O que não correu tão bem: - O par de apresentadores, um homem, uma mulher, uma negra, um branco - até aqui, tudo certo. O problema foi a apresentadora ter decidido armar-se em engraçadinha à custa do seu colega, fazendo um humor que o humilhava. De cada vez que ela reincidia, eu resmungava dentro de mim: "ó minha palerma, lembra-te disto: queremos justiça, não vingança!"
- O momento ridículo em que a directora da Berlinale, Mariette Rissenbeek, se pôs a falar dos patrocinadores do festival dizendo uma frase de publicidade para cada um deles. Menos, Berlinale, menos... - O Verti Music Hall, onde assisti à cerimónia: um pavilhão de concertos, transformado à pressa em sala de cinema. Com cadeiras em vez de cadeirões, e tão frio que tive de vestir o casaco de inverno. Bem feita, para não me queixar do Friedrichstadt Palast, e que me fique de emenda: é melhor não me queixar, porque as coisas podem sempre piorar.
Em termos logísticos, a Berlinale está a empobrecer. A Audi já não é patrocinadora (RIP, fantástica lounge da Audi mesmo em cima da passadeira vermelha do Berlinale Palast), e desde o ano passado deixou de poder contar com o complexo de cinemas do Sony Center. O festival espalhou-se mais pela cidade, com os cinemas muito mais distantes uns dos outros. Para quem gosta de ver vários filmes por dia, a situação fica um pouco mais complicada.
She Came to Me, o filme de abertura, foi leve, bem disposto e sem nada excepcional, excepto ser uma espécie de amostra do que está a mudar para melhor: o casting incluía vários não-brancos e um actor com nanismo que não fazia de "anão", mas simplesmente de compositor; nas personagens jovens reconheci a geração dos meus filhos: ponderados, com distanciamento interior, excelentes na comunicação.

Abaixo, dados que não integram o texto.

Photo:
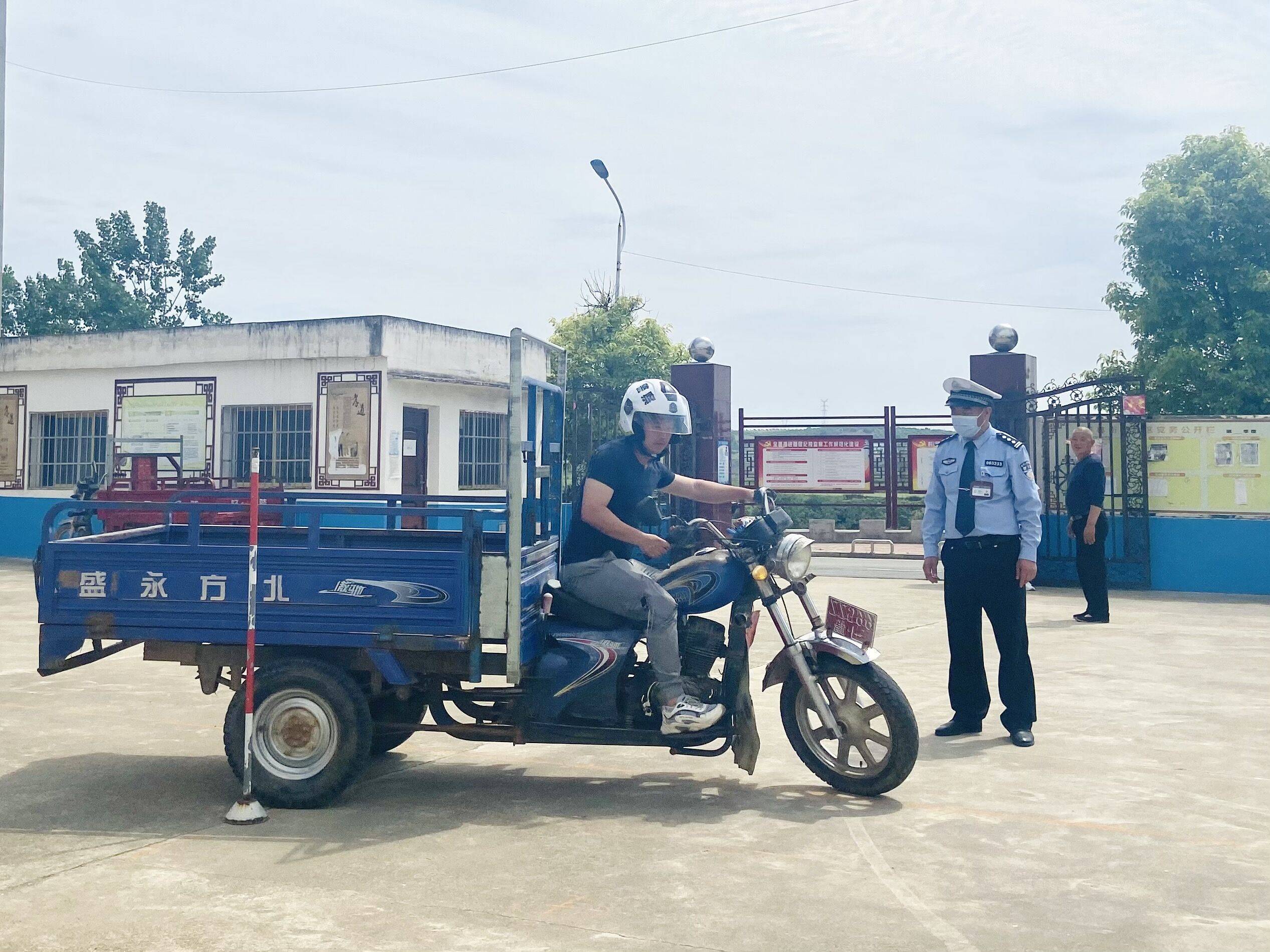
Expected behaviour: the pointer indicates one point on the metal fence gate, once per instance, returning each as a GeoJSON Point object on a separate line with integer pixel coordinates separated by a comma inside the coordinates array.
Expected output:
{"type": "Point", "coordinates": [1116, 412]}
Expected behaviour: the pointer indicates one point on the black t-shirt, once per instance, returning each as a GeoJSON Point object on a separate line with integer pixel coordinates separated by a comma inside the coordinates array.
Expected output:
{"type": "Point", "coordinates": [1085, 487]}
{"type": "Point", "coordinates": [617, 467]}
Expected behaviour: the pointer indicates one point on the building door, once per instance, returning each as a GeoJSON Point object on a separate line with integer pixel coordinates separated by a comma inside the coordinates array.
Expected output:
{"type": "Point", "coordinates": [414, 460]}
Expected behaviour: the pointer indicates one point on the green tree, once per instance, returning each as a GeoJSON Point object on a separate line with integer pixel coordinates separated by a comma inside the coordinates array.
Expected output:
{"type": "Point", "coordinates": [124, 282]}
{"type": "Point", "coordinates": [1198, 253]}
{"type": "Point", "coordinates": [610, 347]}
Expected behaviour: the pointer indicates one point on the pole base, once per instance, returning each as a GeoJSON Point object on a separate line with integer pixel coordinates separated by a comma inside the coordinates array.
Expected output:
{"type": "Point", "coordinates": [247, 813]}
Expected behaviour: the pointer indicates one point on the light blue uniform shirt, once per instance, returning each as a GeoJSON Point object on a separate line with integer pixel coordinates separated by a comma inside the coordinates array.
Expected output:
{"type": "Point", "coordinates": [1014, 508]}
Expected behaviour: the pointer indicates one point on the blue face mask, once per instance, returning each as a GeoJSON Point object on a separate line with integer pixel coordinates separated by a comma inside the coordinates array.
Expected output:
{"type": "Point", "coordinates": [967, 425]}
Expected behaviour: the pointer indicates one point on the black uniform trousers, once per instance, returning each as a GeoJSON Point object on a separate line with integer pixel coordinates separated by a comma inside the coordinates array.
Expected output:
{"type": "Point", "coordinates": [979, 577]}
{"type": "Point", "coordinates": [1091, 567]}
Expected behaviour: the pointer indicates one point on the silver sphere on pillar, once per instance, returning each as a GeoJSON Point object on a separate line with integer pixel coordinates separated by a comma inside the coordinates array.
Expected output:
{"type": "Point", "coordinates": [1004, 338]}
{"type": "Point", "coordinates": [702, 349]}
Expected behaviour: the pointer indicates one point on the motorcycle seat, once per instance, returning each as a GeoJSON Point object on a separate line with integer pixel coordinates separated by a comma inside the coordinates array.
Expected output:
{"type": "Point", "coordinates": [576, 611]}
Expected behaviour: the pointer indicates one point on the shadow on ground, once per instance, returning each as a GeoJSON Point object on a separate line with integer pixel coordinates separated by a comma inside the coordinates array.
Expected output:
{"type": "Point", "coordinates": [398, 799]}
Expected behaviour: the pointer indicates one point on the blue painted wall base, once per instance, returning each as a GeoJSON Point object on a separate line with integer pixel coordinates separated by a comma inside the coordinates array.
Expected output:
{"type": "Point", "coordinates": [1211, 555]}
{"type": "Point", "coordinates": [21, 518]}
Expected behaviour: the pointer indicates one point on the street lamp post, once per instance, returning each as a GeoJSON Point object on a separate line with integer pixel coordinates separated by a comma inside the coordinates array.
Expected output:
{"type": "Point", "coordinates": [621, 225]}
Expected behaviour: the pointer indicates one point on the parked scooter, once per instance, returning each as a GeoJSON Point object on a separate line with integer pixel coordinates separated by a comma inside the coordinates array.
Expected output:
{"type": "Point", "coordinates": [80, 522]}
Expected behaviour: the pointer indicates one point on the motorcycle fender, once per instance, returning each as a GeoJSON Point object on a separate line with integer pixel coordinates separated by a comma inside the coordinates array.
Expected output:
{"type": "Point", "coordinates": [848, 650]}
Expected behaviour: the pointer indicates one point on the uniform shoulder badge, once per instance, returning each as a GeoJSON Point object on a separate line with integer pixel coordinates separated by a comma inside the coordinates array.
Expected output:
{"type": "Point", "coordinates": [1006, 438]}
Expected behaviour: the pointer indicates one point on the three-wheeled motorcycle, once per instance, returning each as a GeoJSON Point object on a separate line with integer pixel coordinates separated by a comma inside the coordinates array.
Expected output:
{"type": "Point", "coordinates": [377, 611]}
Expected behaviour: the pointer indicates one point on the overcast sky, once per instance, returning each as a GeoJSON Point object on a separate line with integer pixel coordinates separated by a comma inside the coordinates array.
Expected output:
{"type": "Point", "coordinates": [978, 149]}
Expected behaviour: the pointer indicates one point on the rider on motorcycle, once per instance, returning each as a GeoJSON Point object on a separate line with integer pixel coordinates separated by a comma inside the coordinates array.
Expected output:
{"type": "Point", "coordinates": [597, 565]}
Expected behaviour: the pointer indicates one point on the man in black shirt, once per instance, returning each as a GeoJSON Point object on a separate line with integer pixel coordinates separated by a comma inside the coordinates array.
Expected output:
{"type": "Point", "coordinates": [1089, 526]}
{"type": "Point", "coordinates": [597, 564]}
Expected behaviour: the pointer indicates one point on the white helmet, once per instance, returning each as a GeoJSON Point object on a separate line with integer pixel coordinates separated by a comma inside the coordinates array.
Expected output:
{"type": "Point", "coordinates": [655, 399]}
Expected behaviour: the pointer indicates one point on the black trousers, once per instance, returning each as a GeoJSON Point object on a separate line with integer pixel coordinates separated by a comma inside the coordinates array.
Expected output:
{"type": "Point", "coordinates": [977, 581]}
{"type": "Point", "coordinates": [1091, 567]}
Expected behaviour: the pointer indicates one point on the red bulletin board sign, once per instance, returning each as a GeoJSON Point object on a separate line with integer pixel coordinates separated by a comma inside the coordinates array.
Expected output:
{"type": "Point", "coordinates": [814, 465]}
{"type": "Point", "coordinates": [921, 451]}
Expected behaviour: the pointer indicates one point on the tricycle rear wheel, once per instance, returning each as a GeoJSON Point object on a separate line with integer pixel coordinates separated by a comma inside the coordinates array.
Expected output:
{"type": "Point", "coordinates": [313, 734]}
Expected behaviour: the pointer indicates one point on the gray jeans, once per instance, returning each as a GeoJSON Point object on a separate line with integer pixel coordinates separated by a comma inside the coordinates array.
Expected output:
{"type": "Point", "coordinates": [622, 588]}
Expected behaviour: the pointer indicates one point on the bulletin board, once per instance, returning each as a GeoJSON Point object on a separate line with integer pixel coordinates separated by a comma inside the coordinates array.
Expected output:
{"type": "Point", "coordinates": [816, 465]}
{"type": "Point", "coordinates": [169, 408]}
{"type": "Point", "coordinates": [13, 437]}
{"type": "Point", "coordinates": [348, 429]}
{"type": "Point", "coordinates": [1209, 465]}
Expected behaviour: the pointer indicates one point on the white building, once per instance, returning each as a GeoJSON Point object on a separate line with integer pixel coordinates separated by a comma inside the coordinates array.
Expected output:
{"type": "Point", "coordinates": [362, 404]}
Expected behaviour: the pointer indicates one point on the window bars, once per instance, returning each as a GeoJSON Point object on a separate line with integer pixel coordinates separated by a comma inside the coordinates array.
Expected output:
{"type": "Point", "coordinates": [68, 447]}
{"type": "Point", "coordinates": [482, 450]}
{"type": "Point", "coordinates": [284, 434]}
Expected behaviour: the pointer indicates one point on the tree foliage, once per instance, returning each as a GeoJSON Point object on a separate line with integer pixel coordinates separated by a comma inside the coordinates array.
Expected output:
{"type": "Point", "coordinates": [1198, 253]}
{"type": "Point", "coordinates": [124, 282]}
{"type": "Point", "coordinates": [611, 346]}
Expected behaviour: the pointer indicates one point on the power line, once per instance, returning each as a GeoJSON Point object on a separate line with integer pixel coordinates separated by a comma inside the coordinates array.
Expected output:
{"type": "Point", "coordinates": [868, 291]}
{"type": "Point", "coordinates": [437, 79]}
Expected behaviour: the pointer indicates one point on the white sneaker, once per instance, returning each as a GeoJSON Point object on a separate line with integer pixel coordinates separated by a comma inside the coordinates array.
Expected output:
{"type": "Point", "coordinates": [688, 715]}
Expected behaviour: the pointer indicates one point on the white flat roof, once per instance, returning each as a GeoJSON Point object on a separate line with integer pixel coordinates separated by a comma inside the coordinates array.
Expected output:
{"type": "Point", "coordinates": [410, 348]}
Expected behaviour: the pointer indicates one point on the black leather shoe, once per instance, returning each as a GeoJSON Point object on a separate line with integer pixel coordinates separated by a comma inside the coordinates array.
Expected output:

Foi o dia zero. Quando tiver tempo, conto sobre o dia 1, e adianto já: se a Berlinale 2023 tivesse terminado ontem, já me tinha valido a pena. Ainda estou atordoada com os filmes que vi. Até já.
2 comentários:
dia zero porquê? parece-me ser dia 1
Como só tem o filme de abertura, vejo-o como o dia anterior àquele em que a máquina arranca a sério, com a exibição de dezenas de filmes ao longo de todo o dia.